Nach § 123 Abs. 1 Satz 1 VwGO kann das Gericht auf Antrag, auch schon vor Klageerhebung, eine einstweilige Anordnung in Bezug auf den Streitgegenstand treffen, wenn die Gefahr besteht, dass durch eine Veränderung des bestehenden Zustands die Verwirklichung eines Rechts des Antragstellers vereitelt oder wesentlich erschwert werden könnte.
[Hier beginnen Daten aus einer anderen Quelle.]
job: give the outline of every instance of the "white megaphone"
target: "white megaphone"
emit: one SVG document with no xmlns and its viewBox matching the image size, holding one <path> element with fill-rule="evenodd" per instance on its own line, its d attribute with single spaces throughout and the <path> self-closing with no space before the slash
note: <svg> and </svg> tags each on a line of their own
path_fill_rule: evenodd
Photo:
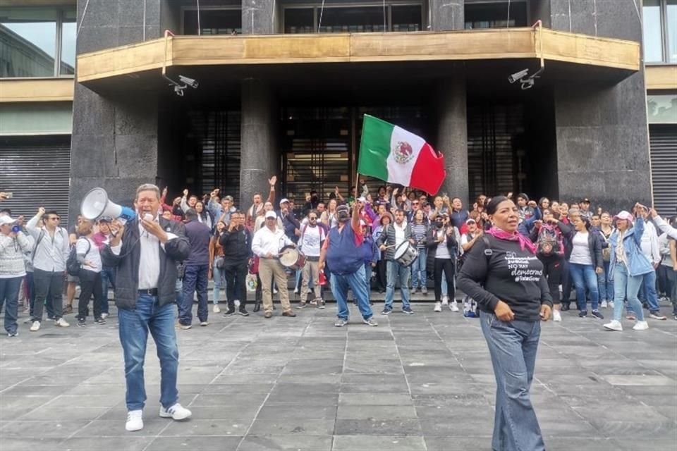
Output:
<svg viewBox="0 0 677 451">
<path fill-rule="evenodd" d="M 111 202 L 108 198 L 108 193 L 103 188 L 94 188 L 85 194 L 80 206 L 80 211 L 83 217 L 90 221 L 108 216 L 120 219 L 121 222 L 126 223 L 128 221 L 136 217 L 133 209 Z"/>
</svg>

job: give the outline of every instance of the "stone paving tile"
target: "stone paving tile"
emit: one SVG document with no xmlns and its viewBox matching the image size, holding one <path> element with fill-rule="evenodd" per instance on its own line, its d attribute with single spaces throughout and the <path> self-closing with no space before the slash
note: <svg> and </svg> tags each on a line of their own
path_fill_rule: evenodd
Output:
<svg viewBox="0 0 677 451">
<path fill-rule="evenodd" d="M 150 341 L 133 433 L 114 309 L 104 328 L 0 337 L 0 450 L 489 450 L 496 386 L 479 323 L 432 307 L 377 315 L 378 328 L 355 311 L 335 328 L 332 308 L 212 315 L 177 331 L 193 418 L 158 417 Z M 542 326 L 531 392 L 548 450 L 677 451 L 677 322 L 614 333 L 563 316 Z"/>
</svg>

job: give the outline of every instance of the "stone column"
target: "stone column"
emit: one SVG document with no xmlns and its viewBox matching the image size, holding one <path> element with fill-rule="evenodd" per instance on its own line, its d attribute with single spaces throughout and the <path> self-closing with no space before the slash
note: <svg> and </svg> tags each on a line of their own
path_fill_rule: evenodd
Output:
<svg viewBox="0 0 677 451">
<path fill-rule="evenodd" d="M 242 33 L 273 35 L 277 30 L 275 0 L 242 0 Z"/>
<path fill-rule="evenodd" d="M 430 0 L 430 30 L 451 31 L 465 27 L 465 0 Z"/>
<path fill-rule="evenodd" d="M 440 80 L 437 90 L 437 142 L 435 149 L 444 154 L 446 179 L 441 192 L 458 196 L 468 204 L 468 120 L 465 73 L 454 70 L 451 77 Z"/>
<path fill-rule="evenodd" d="M 249 208 L 252 197 L 268 194 L 268 179 L 279 172 L 276 139 L 276 102 L 270 87 L 261 80 L 242 81 L 240 207 Z M 279 199 L 277 199 L 279 201 Z"/>
</svg>

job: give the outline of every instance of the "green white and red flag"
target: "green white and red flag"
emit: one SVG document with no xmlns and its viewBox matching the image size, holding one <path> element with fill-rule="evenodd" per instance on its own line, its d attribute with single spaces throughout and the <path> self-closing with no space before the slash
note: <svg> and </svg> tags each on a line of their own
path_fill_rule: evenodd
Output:
<svg viewBox="0 0 677 451">
<path fill-rule="evenodd" d="M 425 140 L 368 114 L 362 128 L 358 173 L 429 194 L 437 194 L 446 175 L 444 157 Z"/>
</svg>

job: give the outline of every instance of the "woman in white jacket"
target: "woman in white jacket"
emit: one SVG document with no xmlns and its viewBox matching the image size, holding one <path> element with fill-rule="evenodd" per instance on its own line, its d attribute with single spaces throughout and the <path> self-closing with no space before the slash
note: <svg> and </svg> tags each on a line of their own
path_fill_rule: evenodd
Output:
<svg viewBox="0 0 677 451">
<path fill-rule="evenodd" d="M 0 216 L 0 308 L 5 304 L 4 326 L 8 337 L 18 335 L 19 290 L 26 276 L 23 253 L 30 249 L 30 241 L 16 221 Z"/>
</svg>

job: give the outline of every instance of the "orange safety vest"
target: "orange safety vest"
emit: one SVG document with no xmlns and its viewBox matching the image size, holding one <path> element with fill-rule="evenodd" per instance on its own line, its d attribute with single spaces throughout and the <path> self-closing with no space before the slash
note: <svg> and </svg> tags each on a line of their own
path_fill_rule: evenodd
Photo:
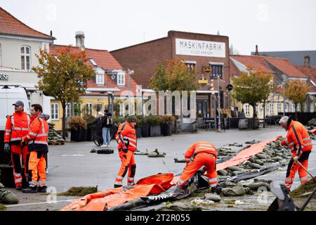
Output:
<svg viewBox="0 0 316 225">
<path fill-rule="evenodd" d="M 48 129 L 49 127 L 47 121 L 41 117 L 37 117 L 31 124 L 30 131 L 23 137 L 23 140 L 33 140 L 29 141 L 29 146 L 34 143 L 47 146 Z"/>
<path fill-rule="evenodd" d="M 4 130 L 4 143 L 20 145 L 22 137 L 29 131 L 30 116 L 25 112 L 14 112 L 8 117 Z"/>
<path fill-rule="evenodd" d="M 137 150 L 136 131 L 128 122 L 119 125 L 117 133 L 115 134 L 115 139 L 119 144 L 119 150 L 122 148 L 124 143 L 129 143 L 128 150 L 133 152 Z"/>
<path fill-rule="evenodd" d="M 185 152 L 185 162 L 187 163 L 193 161 L 195 155 L 200 153 L 212 154 L 216 158 L 217 158 L 216 148 L 215 148 L 213 144 L 207 141 L 197 141 L 190 146 Z"/>
<path fill-rule="evenodd" d="M 312 148 L 312 140 L 307 129 L 298 121 L 291 122 L 287 139 L 282 141 L 282 145 L 287 145 L 292 154 L 299 157 L 303 152 L 311 150 Z"/>
</svg>

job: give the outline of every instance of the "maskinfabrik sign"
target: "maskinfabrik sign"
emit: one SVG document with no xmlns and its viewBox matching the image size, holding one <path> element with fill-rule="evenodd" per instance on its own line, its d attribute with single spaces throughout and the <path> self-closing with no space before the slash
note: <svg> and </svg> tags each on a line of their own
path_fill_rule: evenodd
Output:
<svg viewBox="0 0 316 225">
<path fill-rule="evenodd" d="M 176 54 L 184 56 L 225 57 L 224 42 L 176 39 Z"/>
</svg>

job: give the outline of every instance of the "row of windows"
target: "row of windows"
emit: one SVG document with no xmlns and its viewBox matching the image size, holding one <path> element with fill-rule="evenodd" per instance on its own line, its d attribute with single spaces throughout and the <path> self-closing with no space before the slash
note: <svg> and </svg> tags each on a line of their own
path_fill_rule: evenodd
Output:
<svg viewBox="0 0 316 225">
<path fill-rule="evenodd" d="M 86 114 L 92 115 L 93 112 L 93 104 L 92 103 L 86 103 Z M 82 105 L 81 103 L 74 103 L 75 109 L 78 109 L 78 112 L 74 109 L 74 115 L 81 116 L 82 114 Z M 103 104 L 98 103 L 96 105 L 96 108 L 97 112 L 103 112 Z M 51 103 L 51 119 L 53 120 L 59 120 L 59 104 L 58 103 Z M 71 116 L 71 105 L 70 103 L 67 104 L 66 105 L 66 117 L 70 117 Z"/>
<path fill-rule="evenodd" d="M 281 105 L 283 103 L 278 103 L 277 104 L 277 113 L 283 112 L 281 110 L 281 107 L 282 107 Z M 250 115 L 250 105 L 245 104 L 244 107 L 245 107 L 244 108 L 244 111 L 245 111 L 244 112 L 245 112 L 245 114 L 246 115 Z M 268 107 L 269 107 L 269 112 L 270 112 L 270 114 L 274 114 L 275 113 L 274 103 L 269 103 Z M 263 112 L 263 103 L 261 103 L 261 112 Z M 298 104 L 298 106 L 297 106 L 297 111 L 298 112 L 301 112 L 301 104 L 299 104 L 299 103 Z M 258 112 L 258 106 L 256 106 L 256 112 Z M 295 105 L 294 105 L 294 104 L 291 104 L 291 112 L 295 112 Z M 285 112 L 289 112 L 289 103 L 286 103 L 285 104 Z"/>
</svg>

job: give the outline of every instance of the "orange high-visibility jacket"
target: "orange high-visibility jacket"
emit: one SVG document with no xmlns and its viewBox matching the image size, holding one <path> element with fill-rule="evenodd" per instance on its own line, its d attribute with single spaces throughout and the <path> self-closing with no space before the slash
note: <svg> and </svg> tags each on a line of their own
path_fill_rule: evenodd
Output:
<svg viewBox="0 0 316 225">
<path fill-rule="evenodd" d="M 22 137 L 29 131 L 30 116 L 25 112 L 14 112 L 8 117 L 4 130 L 4 143 L 20 145 Z"/>
<path fill-rule="evenodd" d="M 136 131 L 129 122 L 125 122 L 119 125 L 117 133 L 115 134 L 115 139 L 119 144 L 119 149 L 122 148 L 124 142 L 129 140 L 128 149 L 133 152 L 137 150 Z"/>
<path fill-rule="evenodd" d="M 292 154 L 301 157 L 303 152 L 311 150 L 312 140 L 304 126 L 298 121 L 292 121 L 289 126 L 287 139 L 282 141 L 283 146 L 287 146 Z"/>
<path fill-rule="evenodd" d="M 29 132 L 22 138 L 24 141 L 32 140 L 29 141 L 29 150 L 31 150 L 29 145 L 35 144 L 35 146 L 39 147 L 35 148 L 34 149 L 35 150 L 37 150 L 37 148 L 41 149 L 43 146 L 47 146 L 48 129 L 49 127 L 47 121 L 42 117 L 37 117 L 33 120 L 30 126 Z"/>
<path fill-rule="evenodd" d="M 187 148 L 185 154 L 185 162 L 193 160 L 195 155 L 200 153 L 212 154 L 217 158 L 217 152 L 215 146 L 207 141 L 197 141 Z"/>
</svg>

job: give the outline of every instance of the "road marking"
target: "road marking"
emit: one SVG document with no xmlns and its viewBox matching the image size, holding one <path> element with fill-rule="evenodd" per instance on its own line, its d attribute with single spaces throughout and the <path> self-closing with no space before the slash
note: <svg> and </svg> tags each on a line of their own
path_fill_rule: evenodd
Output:
<svg viewBox="0 0 316 225">
<path fill-rule="evenodd" d="M 53 203 L 63 202 L 71 202 L 75 201 L 77 199 L 74 199 L 74 200 L 60 200 L 60 201 L 53 201 L 53 202 L 43 202 L 25 203 L 25 204 L 18 204 L 18 205 L 6 205 L 6 207 L 10 207 L 40 205 L 40 204 L 53 204 Z"/>
</svg>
Gem. § 123 Abs. 1 Satz 2 VwGO sind einstweilige Anordnungen auch zur Regelung eines vorläufigen Zustands in Bezug auf ein streitiges Rechtsverhältnis zulässig, wenn diese Regelung, vor allem bei dauernden Rechtsverhältnissen, um wesentliche Nachteile abzuwenden oder drohende Gewalt zu verhindern oder aus anderen Gründen nötig erscheint. Statthaft ist das Verfahren nach § 123 VwGO, wenn in der Hauptsache eine Verpflichtungsklage, eine Leistungs- oder Unterlassungsklage oder aber eine Feststellungsklage zu erheben wäre (vgl. § 123 Abs. 5 VwGO; Kuhla in BeckOK, VwGO, 75. Ed. Stand: 1.7.2025, § 123 Rn. 11).
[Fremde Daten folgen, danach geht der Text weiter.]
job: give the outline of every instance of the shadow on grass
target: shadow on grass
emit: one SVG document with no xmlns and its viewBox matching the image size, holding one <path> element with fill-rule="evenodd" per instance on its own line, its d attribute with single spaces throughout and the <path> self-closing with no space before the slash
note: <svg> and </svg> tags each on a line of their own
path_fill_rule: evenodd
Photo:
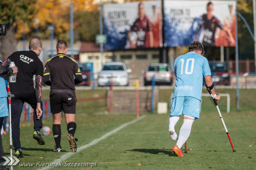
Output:
<svg viewBox="0 0 256 170">
<path fill-rule="evenodd" d="M 171 149 L 134 149 L 132 150 L 126 150 L 127 151 L 137 151 L 144 153 L 149 153 L 151 154 L 158 155 L 159 154 L 164 154 L 170 156 L 176 156 L 176 155 L 172 152 Z"/>
<path fill-rule="evenodd" d="M 46 148 L 21 148 L 22 149 L 22 150 L 35 150 L 35 151 L 50 151 L 50 152 L 54 152 L 53 151 L 53 149 L 54 148 L 52 148 L 52 149 L 46 149 Z M 61 151 L 60 151 L 61 152 L 70 152 L 70 151 L 69 150 L 69 151 L 67 151 L 67 150 L 61 150 Z"/>
</svg>

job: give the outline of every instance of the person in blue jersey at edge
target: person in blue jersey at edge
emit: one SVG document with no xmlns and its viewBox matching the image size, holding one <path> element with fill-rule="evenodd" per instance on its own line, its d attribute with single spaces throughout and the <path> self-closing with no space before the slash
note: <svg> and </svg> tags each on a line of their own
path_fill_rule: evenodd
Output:
<svg viewBox="0 0 256 170">
<path fill-rule="evenodd" d="M 10 63 L 11 60 L 10 58 L 7 58 L 4 63 L 0 60 L 0 132 L 2 128 L 4 118 L 9 116 L 7 101 L 8 96 L 4 76 L 10 76 L 12 74 L 16 74 L 18 72 L 17 67 L 8 67 Z M 2 135 L 0 133 L 0 169 L 9 169 L 5 166 L 3 165 L 5 162 L 5 159 L 3 158 L 4 156 Z"/>
<path fill-rule="evenodd" d="M 195 119 L 199 118 L 203 76 L 205 79 L 206 86 L 210 88 L 214 98 L 217 101 L 220 99 L 220 96 L 215 92 L 208 61 L 203 56 L 204 54 L 203 45 L 195 41 L 188 49 L 188 53 L 175 60 L 176 84 L 169 119 L 171 137 L 174 140 L 178 140 L 172 151 L 177 156 L 181 157 L 183 156 L 181 148 L 189 137 L 192 124 Z M 174 126 L 182 114 L 183 123 L 178 137 Z"/>
</svg>

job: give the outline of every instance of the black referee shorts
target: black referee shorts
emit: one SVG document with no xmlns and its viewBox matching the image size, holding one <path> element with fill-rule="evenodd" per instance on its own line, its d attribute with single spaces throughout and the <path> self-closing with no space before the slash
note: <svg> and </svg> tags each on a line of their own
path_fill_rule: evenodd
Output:
<svg viewBox="0 0 256 170">
<path fill-rule="evenodd" d="M 50 93 L 51 112 L 52 114 L 63 110 L 64 113 L 76 113 L 76 97 L 75 90 L 52 89 Z"/>
</svg>

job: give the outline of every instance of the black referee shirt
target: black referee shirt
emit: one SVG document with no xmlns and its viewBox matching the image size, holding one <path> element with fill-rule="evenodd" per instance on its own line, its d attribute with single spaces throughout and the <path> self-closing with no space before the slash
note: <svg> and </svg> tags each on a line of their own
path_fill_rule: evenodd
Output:
<svg viewBox="0 0 256 170">
<path fill-rule="evenodd" d="M 45 63 L 44 82 L 51 82 L 51 89 L 75 90 L 74 75 L 83 81 L 77 63 L 64 54 L 58 54 Z"/>
<path fill-rule="evenodd" d="M 43 75 L 44 66 L 36 53 L 33 50 L 19 51 L 9 57 L 19 69 L 16 82 L 10 82 L 11 91 L 25 94 L 35 92 L 33 75 Z"/>
</svg>

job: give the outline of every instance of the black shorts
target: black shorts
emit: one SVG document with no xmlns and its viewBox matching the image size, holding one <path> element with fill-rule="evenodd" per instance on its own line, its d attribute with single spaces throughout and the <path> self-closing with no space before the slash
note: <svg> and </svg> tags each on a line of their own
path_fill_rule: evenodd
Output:
<svg viewBox="0 0 256 170">
<path fill-rule="evenodd" d="M 50 93 L 51 112 L 52 114 L 63 110 L 64 113 L 76 113 L 76 97 L 75 90 L 52 89 Z"/>
</svg>

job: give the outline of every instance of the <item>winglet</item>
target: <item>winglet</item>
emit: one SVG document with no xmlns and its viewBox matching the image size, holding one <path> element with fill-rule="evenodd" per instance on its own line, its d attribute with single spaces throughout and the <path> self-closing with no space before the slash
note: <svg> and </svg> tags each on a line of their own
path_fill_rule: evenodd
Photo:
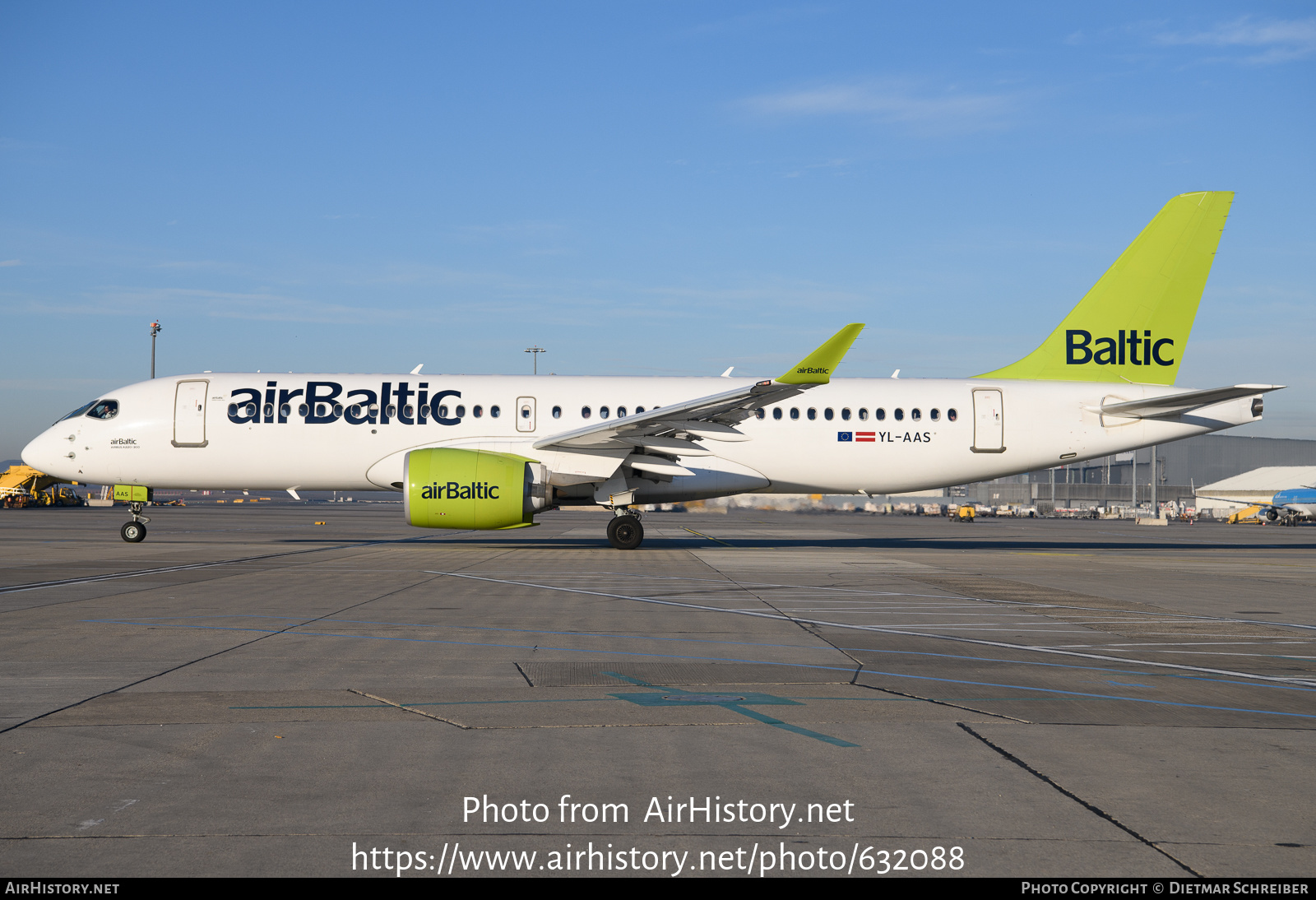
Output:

Ginge man hiernach davon aus, Ziel des Antragstellers wäre die gerichtliche Feststellung im einstweiligen Rechtsschutz, dass von der Baueinstellungsverfügung Rückbauarbeiten und Arbeiten in Ausführung der ursprünglichen Baugenehmigung erfasst sind, würde es eine etwaige Hauptsache in unzulässiger Weise vorwegnehmen. Dies widerspricht grundsätzlich der Funktion des vorläufigen Rechtsschutzes (VG München; B.v. 8.10.2025 – M 5 E 25.6503 – juris Rn. 17 f.). Eine vorläufige Feststellung ist mit den Grundsätzen des Verfahrens im einstweiligen Rechtsschutzes kaum vereinbar, ein etwaiger Ausnahmefall ist nicht ersichtlich oder vorgetragen. Unabhängig hiervon hat der Antragsteller in dem für den Erlass einer einstweiligen Anordnung erforderlichen Umfang auch nicht glaubhaft gemacht, dass anderenfalls Schäden an der bisherigen Bausubstanz bereits eingetreten wären oder unmittelbar bevorstehen.

Nach alldem war der Antrag abzulehnen.

4. Die Kostenentscheidung beruht auf § 154 Abs. 1 VwGO.

5. Die Streitwertfestsetzung folgt aus §§ 53 Abs. 2 Nr. 2, 52 Abs. 2 GKG i.V.m. Nr. 1.5 des Streitwertkatalogs für die Verwaltungsgerichtsbarkeit 2025.